Home About Me

Building a Java Short URL Service That Can Handle Tens of Millions of Links

Short URL systems are usually built in one of two ways: hash the original URL into a compact identifier, or issue a sequential ID and encode it into a shorter string. Both approaches work, but they lead to very different trade-offs in collision handling, predictability, storage design, and performance under load.

Two common ways to generate short links

Hash-based generation

The first approach takes a long URL, runs it through a hash function, and turns the result into a short code. The main challenge is collision handling: different long URLs can, in theory, end up with the same short value.

A lot of people instinctively think of MD5 or SHA for hashing, but those are cryptographic algorithms. For a short-link service, reverse decryption resistance is not the main concern. What matters more is speed and a low collision rate. Using a heavyweight cryptographic hash here is usually unnecessary and comes with a performance cost.

A better fit is MurmurHash, a non-cryptographic hash function designed for general hash lookup scenarios. Compared with many widely used alternatives, it tends to produce better distribution for structured keys, and because it is not meant for encryption, it is much faster than algorithms like MD5 or SHA. In practice, its performance is often more than an order of magnitude higher. That combination of speed and distribution quality is why it has been widely adopted in systems such as Redis, MemCache, Cassandra, HBase, and Lucene.

Making the hash shorter

MurmurHash32 produces a 32-bit value, and MurmurHash64 produces a 64-bit value. To make the result suitable for a short URL, the numeric hash can be converted into Base62.

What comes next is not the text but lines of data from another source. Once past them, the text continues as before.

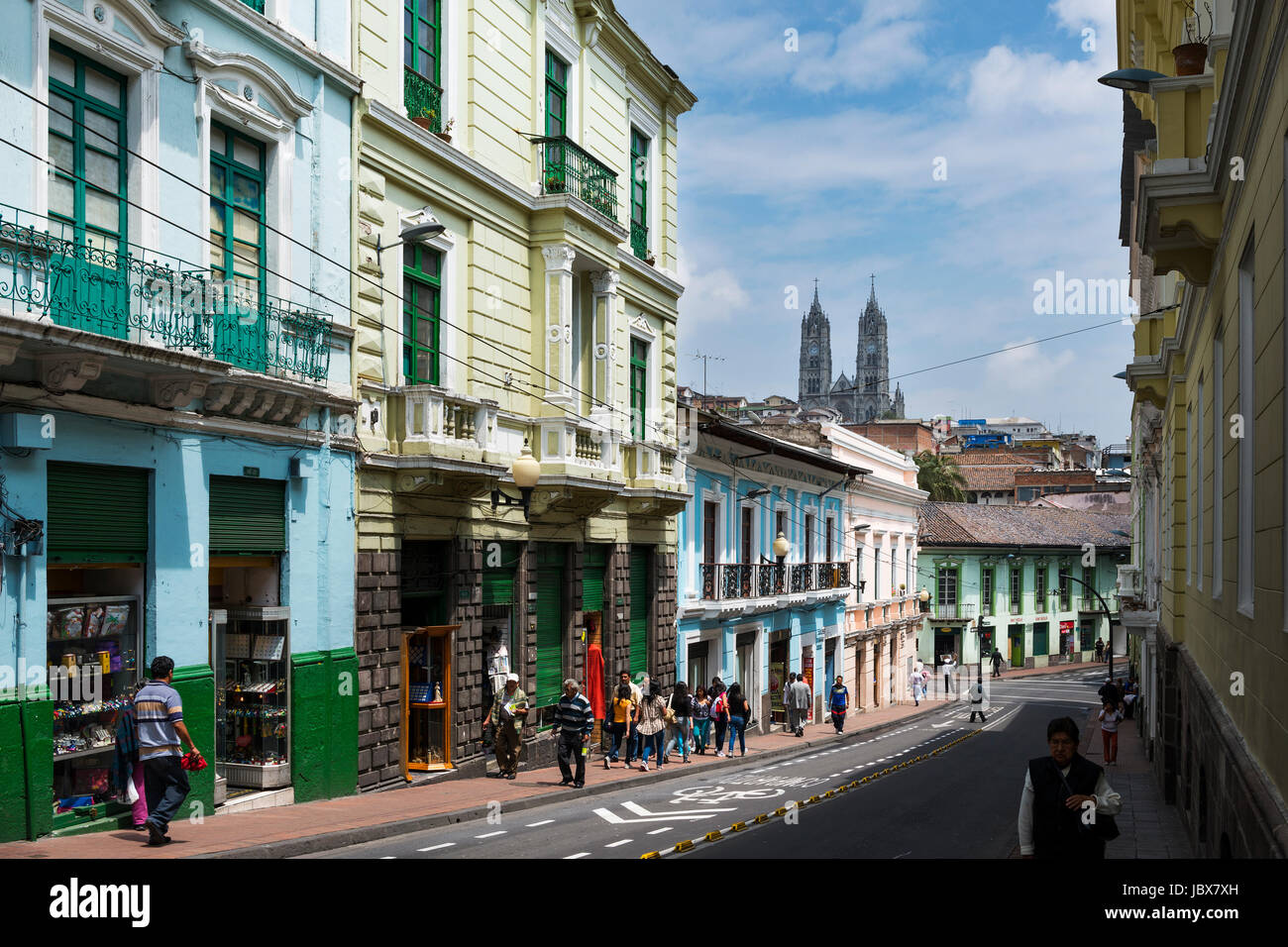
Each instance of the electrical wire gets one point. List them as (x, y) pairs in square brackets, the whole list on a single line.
[(301, 245)]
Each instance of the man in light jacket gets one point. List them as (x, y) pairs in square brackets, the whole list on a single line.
[(802, 698)]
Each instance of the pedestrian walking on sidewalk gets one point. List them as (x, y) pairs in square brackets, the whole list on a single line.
[(622, 722), (159, 711), (682, 705), (798, 712), (575, 722), (700, 720), (739, 711), (720, 714), (838, 702), (509, 710), (1059, 792), (1109, 719), (652, 725)]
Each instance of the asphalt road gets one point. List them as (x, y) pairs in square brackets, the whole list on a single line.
[(960, 804)]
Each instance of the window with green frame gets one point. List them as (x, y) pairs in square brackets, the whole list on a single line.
[(89, 287), (639, 388), (421, 299), (557, 95), (423, 38), (639, 193), (237, 244)]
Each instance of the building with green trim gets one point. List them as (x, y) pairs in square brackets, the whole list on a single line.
[(1018, 579)]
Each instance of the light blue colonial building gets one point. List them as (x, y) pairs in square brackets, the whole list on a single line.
[(175, 401), (742, 613)]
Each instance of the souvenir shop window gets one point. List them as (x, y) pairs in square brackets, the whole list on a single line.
[(93, 665), (253, 727), (426, 697)]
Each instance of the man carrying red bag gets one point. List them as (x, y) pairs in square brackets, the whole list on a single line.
[(159, 711)]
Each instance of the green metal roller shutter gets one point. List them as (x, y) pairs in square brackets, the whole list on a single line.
[(97, 513), (639, 609), (248, 515), (550, 583), (498, 579), (592, 579)]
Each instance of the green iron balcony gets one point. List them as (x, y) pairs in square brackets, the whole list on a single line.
[(424, 101), (566, 169), (120, 290), (639, 240)]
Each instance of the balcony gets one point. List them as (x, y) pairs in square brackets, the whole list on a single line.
[(424, 101), (124, 291), (567, 169), (639, 240), (952, 611)]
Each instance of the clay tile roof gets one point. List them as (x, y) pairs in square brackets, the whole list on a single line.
[(970, 525)]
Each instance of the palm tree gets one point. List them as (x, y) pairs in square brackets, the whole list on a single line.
[(939, 476)]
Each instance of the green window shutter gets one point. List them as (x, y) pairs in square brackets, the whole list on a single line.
[(549, 634), (639, 609), (498, 579), (592, 579), (97, 513), (248, 515)]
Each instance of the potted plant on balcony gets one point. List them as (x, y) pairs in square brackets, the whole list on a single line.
[(1190, 55)]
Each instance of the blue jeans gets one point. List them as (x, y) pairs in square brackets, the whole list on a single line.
[(679, 735), (737, 728), (702, 732)]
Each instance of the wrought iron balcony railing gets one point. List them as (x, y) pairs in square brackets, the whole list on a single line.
[(423, 99), (639, 240), (567, 169), (124, 291), (952, 611)]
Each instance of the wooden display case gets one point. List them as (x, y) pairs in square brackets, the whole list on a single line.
[(426, 698)]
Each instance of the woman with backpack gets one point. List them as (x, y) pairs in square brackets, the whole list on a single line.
[(681, 705), (739, 711), (700, 719), (652, 725), (720, 714)]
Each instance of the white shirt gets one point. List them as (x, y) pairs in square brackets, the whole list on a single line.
[(1108, 802)]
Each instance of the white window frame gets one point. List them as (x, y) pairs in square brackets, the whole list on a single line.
[(1247, 408)]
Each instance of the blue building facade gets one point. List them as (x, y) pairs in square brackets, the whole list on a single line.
[(176, 414), (743, 613)]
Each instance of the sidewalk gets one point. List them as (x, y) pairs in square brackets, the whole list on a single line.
[(291, 830), (307, 827)]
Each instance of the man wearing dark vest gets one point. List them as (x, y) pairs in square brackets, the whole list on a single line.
[(1060, 792)]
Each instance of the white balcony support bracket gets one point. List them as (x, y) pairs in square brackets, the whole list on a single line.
[(604, 308), (558, 338)]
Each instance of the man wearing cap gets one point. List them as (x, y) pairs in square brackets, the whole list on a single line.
[(509, 710)]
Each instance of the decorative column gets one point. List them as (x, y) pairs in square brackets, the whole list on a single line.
[(558, 342), (604, 307)]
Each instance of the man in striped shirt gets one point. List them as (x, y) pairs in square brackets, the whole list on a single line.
[(574, 722), (159, 712)]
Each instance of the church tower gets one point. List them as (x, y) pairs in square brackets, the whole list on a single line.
[(815, 373), (872, 364)]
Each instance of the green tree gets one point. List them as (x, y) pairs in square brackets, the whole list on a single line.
[(940, 476)]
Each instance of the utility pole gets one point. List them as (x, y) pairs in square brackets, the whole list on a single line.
[(704, 360)]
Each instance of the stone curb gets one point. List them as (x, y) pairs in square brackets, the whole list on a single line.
[(327, 841)]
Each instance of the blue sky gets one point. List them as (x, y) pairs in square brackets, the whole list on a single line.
[(819, 162)]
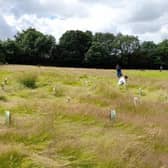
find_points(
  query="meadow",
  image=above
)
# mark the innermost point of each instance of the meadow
(60, 117)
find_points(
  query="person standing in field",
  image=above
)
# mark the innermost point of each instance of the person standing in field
(118, 71)
(161, 68)
(122, 80)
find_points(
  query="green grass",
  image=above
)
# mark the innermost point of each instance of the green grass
(60, 117)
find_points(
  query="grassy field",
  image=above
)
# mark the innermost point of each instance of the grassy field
(61, 118)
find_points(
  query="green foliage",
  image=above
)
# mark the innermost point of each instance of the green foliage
(28, 80)
(74, 45)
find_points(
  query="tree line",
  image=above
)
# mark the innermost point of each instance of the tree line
(77, 48)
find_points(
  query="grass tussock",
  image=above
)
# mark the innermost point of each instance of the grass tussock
(66, 119)
(28, 80)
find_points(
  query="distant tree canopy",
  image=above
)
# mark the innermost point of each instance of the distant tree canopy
(83, 49)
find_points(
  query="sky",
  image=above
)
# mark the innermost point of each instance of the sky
(147, 19)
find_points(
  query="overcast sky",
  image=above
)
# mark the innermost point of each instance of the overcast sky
(148, 19)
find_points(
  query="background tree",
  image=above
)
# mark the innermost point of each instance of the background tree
(36, 47)
(74, 45)
(162, 51)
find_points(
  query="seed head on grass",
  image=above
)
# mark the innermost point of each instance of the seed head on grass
(28, 80)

Why Base62 instead of Base64? Because Base62 uses exactly these characters:

  • a-z
  • A-Z
  • 0-9

That makes the generated short code compact while staying URL-friendly.

Dealing with collisions

No hash function is completely collision-free, even a very good one. So collision handling has to be part of the design.

A straightforward table structure looks like this:

CREATE TABLE `short_url` (
  `id` int(11) unsigned NOT NULL AUTO_INCREMENT,
  `lurl` varchar(150) NOT NULL,
  `surl` varchar(10) NOT NULL,
  `gmt_create` timestamp NOT NULL DEFAULT CURRENT_TIMESTAMP COMMENT '创建时间',
  PRIMARY KEY (`id`),
  UNIQUE KEY `idx_surl` (`surl`),
  KEY `idx_lurl` (`lurl`)
) ENGINE=InnoDB AUTO_INCREMENT=15536 DEFAULT CHARSET=utf8;

A basic collision-resolution flow is:

  1. Take the long URL, hash it with murmur64, encode it with Base62, and keep the first 6 characters.
  2. Check whether that short code already exists in the short_url table.
  3. If it does not exist, insert the mapping.
  4. If it already exists, append a random suffix to the original long string, hash again, and repeat until a free value is found.

That version works, but it is not ideal. Inserting one record requires two SQL operations: one lookup, then one insert. Under high concurrency, that extra round trip becomes a bottleneck.

A better design is to let the database help with collision detection:

  1. Add a unique index on surl.
  2. Skip the pre-check and insert directly after hashing.
  3. If insertion fails because of the unique constraint, treat that as a collision, re-hash with a randomized variant, and try again.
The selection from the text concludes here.